Their objective to validating us as ‘prison gang members’ isn’t to protect the general population, but rather to insure and guarantee that Hotel California’s Segregation Units have no vacancies so CDCR can keep those fat checks rolling in.
“Like we mentioned in the beginning, we write this with inspiration from reading about the men and women standing up in unity to peacefully protest for what they believe in. As the world revolves, so does the generation of human rights.
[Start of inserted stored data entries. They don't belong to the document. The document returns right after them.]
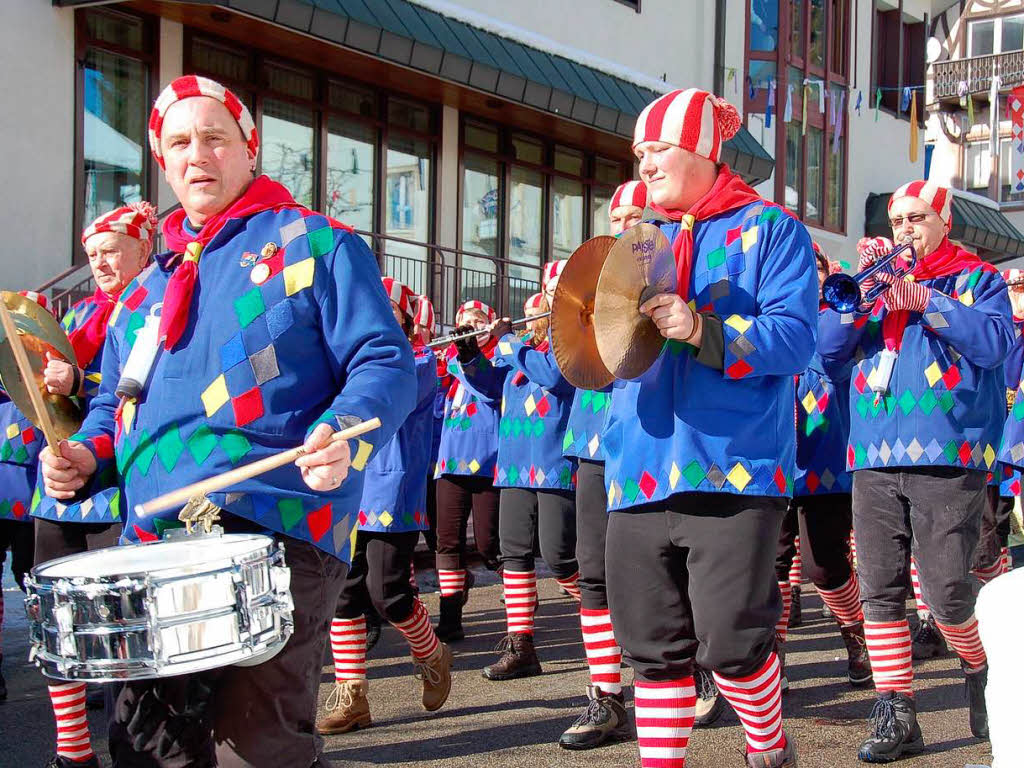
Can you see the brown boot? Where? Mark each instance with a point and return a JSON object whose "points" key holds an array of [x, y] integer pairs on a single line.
{"points": [[518, 658], [347, 709], [858, 665], [435, 672]]}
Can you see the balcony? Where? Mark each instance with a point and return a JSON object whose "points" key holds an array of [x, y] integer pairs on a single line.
{"points": [[976, 75]]}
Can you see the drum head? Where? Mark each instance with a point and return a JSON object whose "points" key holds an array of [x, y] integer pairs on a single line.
{"points": [[179, 555]]}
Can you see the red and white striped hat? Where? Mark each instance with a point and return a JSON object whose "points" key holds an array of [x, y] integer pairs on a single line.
{"points": [[424, 312], [552, 271], [137, 220], [693, 119], [630, 194], [194, 85], [401, 295], [537, 301], [939, 198], [479, 306]]}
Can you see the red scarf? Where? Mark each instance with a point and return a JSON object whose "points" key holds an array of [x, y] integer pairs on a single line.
{"points": [[88, 338], [728, 194], [945, 260], [262, 195]]}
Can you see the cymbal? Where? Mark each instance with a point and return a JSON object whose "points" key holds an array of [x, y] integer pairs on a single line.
{"points": [[572, 316], [40, 334], [639, 266]]}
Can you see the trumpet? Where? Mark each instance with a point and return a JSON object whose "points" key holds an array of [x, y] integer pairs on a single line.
{"points": [[843, 292], [451, 339]]}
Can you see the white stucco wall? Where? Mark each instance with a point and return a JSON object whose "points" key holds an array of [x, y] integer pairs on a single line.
{"points": [[37, 132]]}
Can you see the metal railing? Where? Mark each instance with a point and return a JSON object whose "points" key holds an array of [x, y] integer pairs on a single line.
{"points": [[962, 76]]}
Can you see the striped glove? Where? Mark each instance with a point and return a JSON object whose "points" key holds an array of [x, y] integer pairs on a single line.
{"points": [[903, 294]]}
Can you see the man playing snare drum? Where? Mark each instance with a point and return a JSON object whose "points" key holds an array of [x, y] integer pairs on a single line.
{"points": [[274, 330]]}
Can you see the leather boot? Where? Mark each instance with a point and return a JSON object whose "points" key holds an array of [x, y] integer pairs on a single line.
{"points": [[449, 629], [894, 730], [974, 685], [858, 663], [347, 709], [435, 674], [518, 658]]}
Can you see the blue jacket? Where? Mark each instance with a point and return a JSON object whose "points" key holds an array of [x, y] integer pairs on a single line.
{"points": [[587, 421], [536, 403], [303, 337], [469, 437], [19, 446], [394, 493], [822, 429], [945, 402], [686, 426]]}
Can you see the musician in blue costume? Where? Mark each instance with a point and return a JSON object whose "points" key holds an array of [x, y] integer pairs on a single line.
{"points": [[273, 331], [538, 500]]}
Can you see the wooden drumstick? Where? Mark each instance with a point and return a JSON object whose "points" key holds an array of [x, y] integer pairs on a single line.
{"points": [[42, 419], [245, 472]]}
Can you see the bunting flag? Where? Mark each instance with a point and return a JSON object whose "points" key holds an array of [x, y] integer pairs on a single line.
{"points": [[913, 127], [1016, 107]]}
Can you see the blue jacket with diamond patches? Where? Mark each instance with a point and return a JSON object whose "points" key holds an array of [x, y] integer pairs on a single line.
{"points": [[273, 345], [394, 492], [945, 404], [536, 406], [686, 426]]}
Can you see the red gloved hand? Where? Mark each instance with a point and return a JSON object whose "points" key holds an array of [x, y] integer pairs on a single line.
{"points": [[903, 294]]}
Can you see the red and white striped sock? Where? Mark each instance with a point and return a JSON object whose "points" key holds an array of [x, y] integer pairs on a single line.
{"points": [[797, 568], [783, 622], [919, 597], [889, 649], [665, 719], [452, 583], [604, 657], [844, 602], [418, 631], [758, 701], [570, 585], [520, 599], [348, 647], [73, 726], [965, 640]]}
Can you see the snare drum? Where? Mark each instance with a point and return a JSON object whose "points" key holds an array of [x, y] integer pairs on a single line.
{"points": [[171, 607]]}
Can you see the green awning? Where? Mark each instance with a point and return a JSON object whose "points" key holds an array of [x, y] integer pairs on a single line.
{"points": [[975, 224]]}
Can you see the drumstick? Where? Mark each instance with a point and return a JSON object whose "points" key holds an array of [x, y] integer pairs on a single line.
{"points": [[42, 415], [245, 472]]}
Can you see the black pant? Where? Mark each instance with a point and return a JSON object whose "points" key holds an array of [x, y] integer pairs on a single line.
{"points": [[934, 513], [18, 537], [548, 515], [592, 529], [55, 540], [823, 523], [691, 578], [458, 497], [379, 577], [240, 717]]}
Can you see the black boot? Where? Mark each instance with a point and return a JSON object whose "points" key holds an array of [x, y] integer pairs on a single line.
{"points": [[974, 684], [894, 730], [449, 629], [518, 658], [858, 663]]}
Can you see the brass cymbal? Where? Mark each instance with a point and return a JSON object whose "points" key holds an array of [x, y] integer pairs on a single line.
{"points": [[40, 334], [639, 266], [572, 316]]}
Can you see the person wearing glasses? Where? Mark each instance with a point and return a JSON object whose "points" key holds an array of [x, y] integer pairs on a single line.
{"points": [[926, 416]]}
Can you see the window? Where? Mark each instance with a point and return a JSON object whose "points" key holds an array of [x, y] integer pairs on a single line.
{"points": [[809, 57], [118, 54], [999, 35]]}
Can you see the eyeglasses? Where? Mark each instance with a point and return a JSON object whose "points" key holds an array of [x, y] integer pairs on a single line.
{"points": [[913, 218]]}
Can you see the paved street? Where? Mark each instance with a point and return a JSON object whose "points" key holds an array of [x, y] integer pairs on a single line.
{"points": [[515, 724]]}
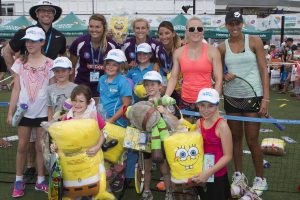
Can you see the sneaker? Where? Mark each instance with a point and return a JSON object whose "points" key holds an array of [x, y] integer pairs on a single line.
{"points": [[19, 187], [43, 186], [29, 174], [260, 185], [250, 195], [239, 185], [147, 195], [169, 196]]}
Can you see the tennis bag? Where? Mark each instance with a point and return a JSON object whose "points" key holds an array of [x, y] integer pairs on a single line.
{"points": [[83, 175], [184, 152]]}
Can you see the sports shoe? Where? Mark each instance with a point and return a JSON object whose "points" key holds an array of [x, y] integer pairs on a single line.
{"points": [[169, 196], [43, 186], [250, 195], [147, 195], [239, 185], [19, 187], [260, 185], [29, 174]]}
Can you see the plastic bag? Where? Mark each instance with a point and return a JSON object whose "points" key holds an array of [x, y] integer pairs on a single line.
{"points": [[184, 152]]}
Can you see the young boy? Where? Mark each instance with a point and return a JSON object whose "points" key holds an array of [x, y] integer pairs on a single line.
{"points": [[61, 90], [144, 54], [152, 82]]}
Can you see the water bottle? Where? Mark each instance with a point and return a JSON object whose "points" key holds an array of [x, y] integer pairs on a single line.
{"points": [[266, 164], [21, 109]]}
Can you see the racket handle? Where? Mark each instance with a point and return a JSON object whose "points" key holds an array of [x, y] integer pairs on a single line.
{"points": [[279, 126]]}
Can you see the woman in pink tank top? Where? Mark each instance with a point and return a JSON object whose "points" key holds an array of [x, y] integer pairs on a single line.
{"points": [[198, 62], [217, 143]]}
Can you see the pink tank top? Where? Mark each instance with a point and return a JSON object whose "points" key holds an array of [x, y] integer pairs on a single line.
{"points": [[212, 144], [197, 74]]}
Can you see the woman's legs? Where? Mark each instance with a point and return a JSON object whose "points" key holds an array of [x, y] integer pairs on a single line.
{"points": [[251, 134]]}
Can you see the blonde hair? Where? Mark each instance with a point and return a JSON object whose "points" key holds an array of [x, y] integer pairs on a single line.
{"points": [[140, 20], [176, 38], [102, 19]]}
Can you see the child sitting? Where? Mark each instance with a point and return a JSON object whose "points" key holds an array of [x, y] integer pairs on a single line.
{"points": [[217, 141]]}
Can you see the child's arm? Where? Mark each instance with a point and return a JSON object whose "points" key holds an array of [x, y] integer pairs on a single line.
{"points": [[13, 98], [94, 149], [126, 101], [224, 133]]}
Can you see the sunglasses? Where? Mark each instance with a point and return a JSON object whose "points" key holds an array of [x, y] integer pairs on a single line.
{"points": [[199, 29]]}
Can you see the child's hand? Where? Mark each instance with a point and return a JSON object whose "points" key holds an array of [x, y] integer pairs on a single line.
{"points": [[201, 178], [161, 109], [53, 148], [93, 150]]}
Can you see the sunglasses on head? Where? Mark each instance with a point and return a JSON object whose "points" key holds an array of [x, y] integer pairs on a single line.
{"points": [[198, 28]]}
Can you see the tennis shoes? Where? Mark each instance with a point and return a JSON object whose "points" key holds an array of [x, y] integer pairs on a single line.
{"points": [[240, 188]]}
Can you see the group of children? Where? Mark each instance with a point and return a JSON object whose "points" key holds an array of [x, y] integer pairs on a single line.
{"points": [[43, 84]]}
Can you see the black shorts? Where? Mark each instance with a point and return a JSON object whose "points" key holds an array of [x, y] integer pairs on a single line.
{"points": [[231, 109], [36, 122], [218, 190]]}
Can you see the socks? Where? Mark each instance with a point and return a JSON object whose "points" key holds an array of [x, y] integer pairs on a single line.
{"points": [[19, 178], [40, 179]]}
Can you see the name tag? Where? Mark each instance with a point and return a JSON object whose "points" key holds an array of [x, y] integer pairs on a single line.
{"points": [[94, 76]]}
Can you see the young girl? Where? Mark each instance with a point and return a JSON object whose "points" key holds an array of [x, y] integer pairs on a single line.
{"points": [[114, 89], [32, 76], [83, 107], [217, 141], [152, 81]]}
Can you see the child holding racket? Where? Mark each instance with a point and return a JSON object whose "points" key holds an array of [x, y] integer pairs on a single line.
{"points": [[244, 57], [217, 141]]}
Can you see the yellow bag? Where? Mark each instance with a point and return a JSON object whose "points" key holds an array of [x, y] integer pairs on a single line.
{"points": [[132, 140], [82, 175], [114, 132], [184, 152]]}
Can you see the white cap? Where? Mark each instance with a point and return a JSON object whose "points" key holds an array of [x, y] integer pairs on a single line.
{"points": [[266, 47], [116, 55], [208, 95], [144, 47], [62, 62], [34, 34], [153, 76]]}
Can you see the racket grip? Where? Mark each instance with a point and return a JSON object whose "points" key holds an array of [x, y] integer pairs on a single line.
{"points": [[279, 126]]}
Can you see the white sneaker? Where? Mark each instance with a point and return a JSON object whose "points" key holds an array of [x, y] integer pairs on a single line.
{"points": [[260, 185], [250, 195], [239, 185]]}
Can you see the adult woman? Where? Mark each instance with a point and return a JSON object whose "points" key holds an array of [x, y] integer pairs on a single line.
{"points": [[244, 56], [91, 50], [141, 30], [198, 62]]}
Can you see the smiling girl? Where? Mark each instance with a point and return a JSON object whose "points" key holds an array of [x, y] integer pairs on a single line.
{"points": [[90, 50], [32, 75]]}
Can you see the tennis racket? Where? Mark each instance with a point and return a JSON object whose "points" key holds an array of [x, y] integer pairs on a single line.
{"points": [[240, 94]]}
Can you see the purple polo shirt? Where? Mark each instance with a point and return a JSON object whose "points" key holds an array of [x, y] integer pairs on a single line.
{"points": [[165, 60], [82, 49], [129, 48]]}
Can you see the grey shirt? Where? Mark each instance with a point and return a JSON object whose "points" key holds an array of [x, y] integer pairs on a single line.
{"points": [[57, 95]]}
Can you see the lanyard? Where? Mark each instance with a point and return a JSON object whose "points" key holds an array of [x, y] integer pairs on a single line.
{"points": [[48, 43], [99, 54]]}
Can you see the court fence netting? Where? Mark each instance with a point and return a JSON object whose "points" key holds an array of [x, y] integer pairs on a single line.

It doesn’t always take war to get your point across, which is why we stand strong in solidarity on this hunger strike.
“We have three options … and if our voices aren’t heard, the third option will be the likely one.
“Respectfully, Fellow hunger strikers at Calipatria State Prison ASU, Oct. 2, 2011”
Prisoner Hunger Strike Solidarity, Oct. 15, 2011 – Prisoners at Calipatria State Prison have decided to temporarily end their hunger strike to regain strength. Hunger strikers were subject to extreme retaliation at the hands of Warden Leland McEwen and guards, including withholding water and vitamins. Reports from prisoners indicated that many men were collapsing in their cells and that the guards were doing nothing when alerted. A family member said that the infirmary there was full and that prisoners needing medical care were being transferred to Centinela.
It is becoming apparent that Calipatria is basically used as a stepping stone to Pelican Bay or other California SHUs. A majority of the men held there have been validated as gang members and have effectively been given SHU status. Some spend as long as four years in solitary confinement, awaiting transfer. Calipatria has virtually no programming for prisoners, and prisoners frequently have nothing in their cells to enrich their days. The prison has prohibited radios and television, which violates CDCR policy. The hunger strikers have added these items to their demands.
As prisoners throughout California continue their struggle for human rights and against torture, we must keep up the pressure on Gov. Jerry Brown and the CDCR, as the five core demands have only been minimally addressed.